Leading towards a teenage life, a group of Uighur elementary students, being both the pride and the headache of their teachers, started their last soccer season. The story focused on a forward, a back, and a goalkeeper of this soccer team, portraying their ups on the filed and downs in real life. Their initial success in school games and the city tournaments boosted their ambition of a professional career. What awaited them in the all Xinjiang tournament, however, was a lesson that went beyond their imagination.
Xu Weichao is a graduate of Northwestern University with an MFA in Documentary Filmmaking. His short documentary works focused on youth development were screened at several international film festivals. Currently, Xu Weichao is working on his second feature documentary, THE VAGRANT MASTER.

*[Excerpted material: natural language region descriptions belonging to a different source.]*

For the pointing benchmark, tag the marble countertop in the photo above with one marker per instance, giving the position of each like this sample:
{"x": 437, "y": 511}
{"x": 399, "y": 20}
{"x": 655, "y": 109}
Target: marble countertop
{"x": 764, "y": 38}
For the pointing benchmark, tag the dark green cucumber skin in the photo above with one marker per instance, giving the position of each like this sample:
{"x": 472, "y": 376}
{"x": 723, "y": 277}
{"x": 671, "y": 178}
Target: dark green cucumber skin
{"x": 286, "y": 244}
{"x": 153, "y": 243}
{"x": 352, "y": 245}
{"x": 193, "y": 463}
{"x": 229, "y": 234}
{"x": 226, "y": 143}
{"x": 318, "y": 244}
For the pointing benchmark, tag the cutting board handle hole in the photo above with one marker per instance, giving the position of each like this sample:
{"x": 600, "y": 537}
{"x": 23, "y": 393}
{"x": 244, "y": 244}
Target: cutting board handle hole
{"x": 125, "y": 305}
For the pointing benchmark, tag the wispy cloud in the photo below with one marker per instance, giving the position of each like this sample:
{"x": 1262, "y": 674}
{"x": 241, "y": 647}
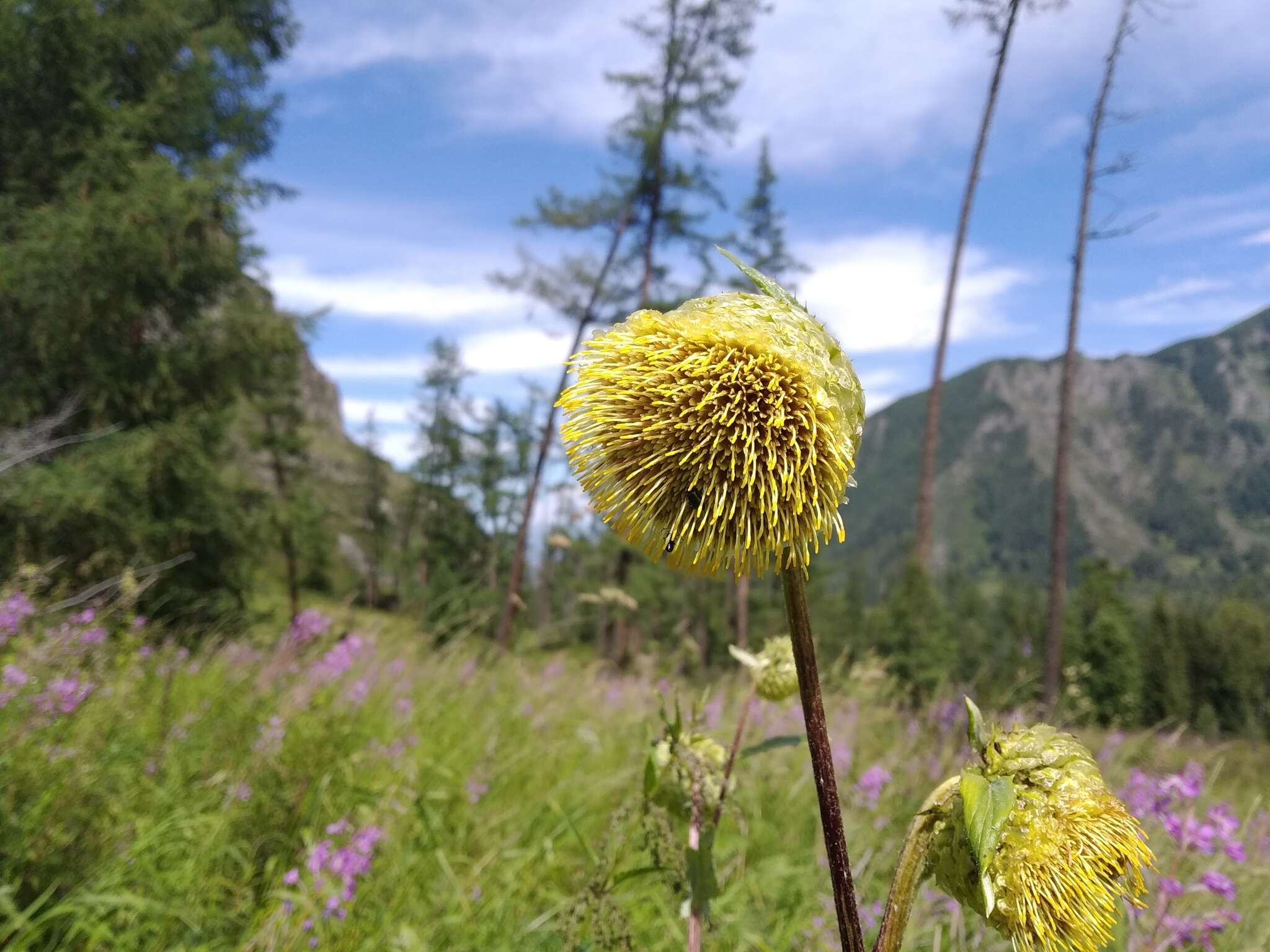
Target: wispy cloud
{"x": 1201, "y": 302}
{"x": 345, "y": 368}
{"x": 883, "y": 293}
{"x": 391, "y": 296}
{"x": 822, "y": 82}
{"x": 386, "y": 412}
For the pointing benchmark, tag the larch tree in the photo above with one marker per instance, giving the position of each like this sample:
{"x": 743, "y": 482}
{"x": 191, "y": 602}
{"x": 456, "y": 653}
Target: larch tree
{"x": 655, "y": 197}
{"x": 1053, "y": 668}
{"x": 1000, "y": 17}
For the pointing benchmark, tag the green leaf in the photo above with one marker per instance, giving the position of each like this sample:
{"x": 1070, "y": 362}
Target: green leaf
{"x": 975, "y": 730}
{"x": 703, "y": 884}
{"x": 761, "y": 281}
{"x": 987, "y": 805}
{"x": 784, "y": 741}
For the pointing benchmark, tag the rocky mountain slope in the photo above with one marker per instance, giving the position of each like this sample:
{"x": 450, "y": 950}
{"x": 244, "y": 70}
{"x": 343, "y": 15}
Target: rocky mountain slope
{"x": 1170, "y": 465}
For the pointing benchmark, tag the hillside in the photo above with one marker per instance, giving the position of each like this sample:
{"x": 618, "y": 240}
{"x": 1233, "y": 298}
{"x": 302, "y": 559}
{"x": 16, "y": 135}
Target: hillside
{"x": 1170, "y": 464}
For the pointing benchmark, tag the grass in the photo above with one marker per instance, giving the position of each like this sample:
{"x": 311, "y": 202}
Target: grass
{"x": 162, "y": 815}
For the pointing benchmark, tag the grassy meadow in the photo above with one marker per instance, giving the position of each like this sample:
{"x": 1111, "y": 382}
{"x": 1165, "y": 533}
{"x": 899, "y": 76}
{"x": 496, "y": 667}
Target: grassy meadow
{"x": 356, "y": 787}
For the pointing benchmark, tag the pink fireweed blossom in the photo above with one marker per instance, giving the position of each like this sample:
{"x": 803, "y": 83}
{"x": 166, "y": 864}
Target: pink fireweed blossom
{"x": 63, "y": 695}
{"x": 873, "y": 782}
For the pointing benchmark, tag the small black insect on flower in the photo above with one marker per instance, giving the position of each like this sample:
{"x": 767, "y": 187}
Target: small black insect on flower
{"x": 695, "y": 503}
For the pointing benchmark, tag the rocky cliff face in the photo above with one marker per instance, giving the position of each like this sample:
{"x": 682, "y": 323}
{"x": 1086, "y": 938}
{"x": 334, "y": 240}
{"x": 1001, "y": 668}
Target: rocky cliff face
{"x": 1170, "y": 464}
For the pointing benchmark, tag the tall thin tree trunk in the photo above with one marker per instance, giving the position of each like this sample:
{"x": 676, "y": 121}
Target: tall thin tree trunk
{"x": 1062, "y": 451}
{"x": 930, "y": 436}
{"x": 517, "y": 570}
{"x": 286, "y": 539}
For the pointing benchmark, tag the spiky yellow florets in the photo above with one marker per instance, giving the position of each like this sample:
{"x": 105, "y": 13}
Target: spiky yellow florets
{"x": 719, "y": 434}
{"x": 1064, "y": 857}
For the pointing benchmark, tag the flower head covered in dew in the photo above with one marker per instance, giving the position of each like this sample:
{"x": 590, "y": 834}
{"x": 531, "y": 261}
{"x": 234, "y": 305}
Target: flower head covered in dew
{"x": 1036, "y": 842}
{"x": 773, "y": 669}
{"x": 719, "y": 434}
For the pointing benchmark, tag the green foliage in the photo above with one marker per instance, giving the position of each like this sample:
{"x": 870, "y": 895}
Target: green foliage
{"x": 140, "y": 498}
{"x": 126, "y": 828}
{"x": 125, "y": 141}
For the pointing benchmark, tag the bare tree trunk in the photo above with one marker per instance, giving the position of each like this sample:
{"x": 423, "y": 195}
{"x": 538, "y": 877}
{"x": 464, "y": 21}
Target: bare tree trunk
{"x": 930, "y": 436}
{"x": 286, "y": 539}
{"x": 1062, "y": 451}
{"x": 517, "y": 570}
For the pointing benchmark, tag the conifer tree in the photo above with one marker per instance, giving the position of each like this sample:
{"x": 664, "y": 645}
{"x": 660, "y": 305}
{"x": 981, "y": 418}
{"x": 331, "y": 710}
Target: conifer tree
{"x": 653, "y": 198}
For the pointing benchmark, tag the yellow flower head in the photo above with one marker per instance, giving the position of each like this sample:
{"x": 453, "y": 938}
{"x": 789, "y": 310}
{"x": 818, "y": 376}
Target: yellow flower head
{"x": 719, "y": 434}
{"x": 1036, "y": 842}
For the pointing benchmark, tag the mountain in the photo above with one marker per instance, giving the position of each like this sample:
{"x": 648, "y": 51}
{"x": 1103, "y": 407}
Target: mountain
{"x": 1170, "y": 465}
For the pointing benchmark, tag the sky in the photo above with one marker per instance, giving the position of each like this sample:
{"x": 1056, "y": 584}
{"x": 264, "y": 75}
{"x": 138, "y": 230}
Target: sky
{"x": 414, "y": 134}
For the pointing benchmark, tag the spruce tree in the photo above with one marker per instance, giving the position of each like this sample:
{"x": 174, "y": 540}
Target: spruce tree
{"x": 654, "y": 197}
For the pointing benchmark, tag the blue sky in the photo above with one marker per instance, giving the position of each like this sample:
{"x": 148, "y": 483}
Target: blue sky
{"x": 415, "y": 133}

This project began in the summer of 2014, when I stumbled upon a picture posted online, which portrayed soccer coach Zhang Nan and a group of teenage Uighur players championing a trophy. At that instant, it came to me, from either their tanned skin, or that delightful smile, or both, that there could be a story I want to tell in Xinjiang. Then I approached it more like an anthropologist’s field research. Living there locally, I walked to the elementary school and back home with the boys. I travelled with them during soccer tournaments, all the way till their graduation. At first, I was attracted by their sheer joy and exceeding ambition for soccer. As the shooting progressed, they revealed themselves as not just knights on the field, but also misfits in the classroom. Why couldn’t they behave in class? The narratives then shifted to their inner world, echoing an ending childhood, exploiting their imagination of the future, and uncovering their deepest struggles within their heart.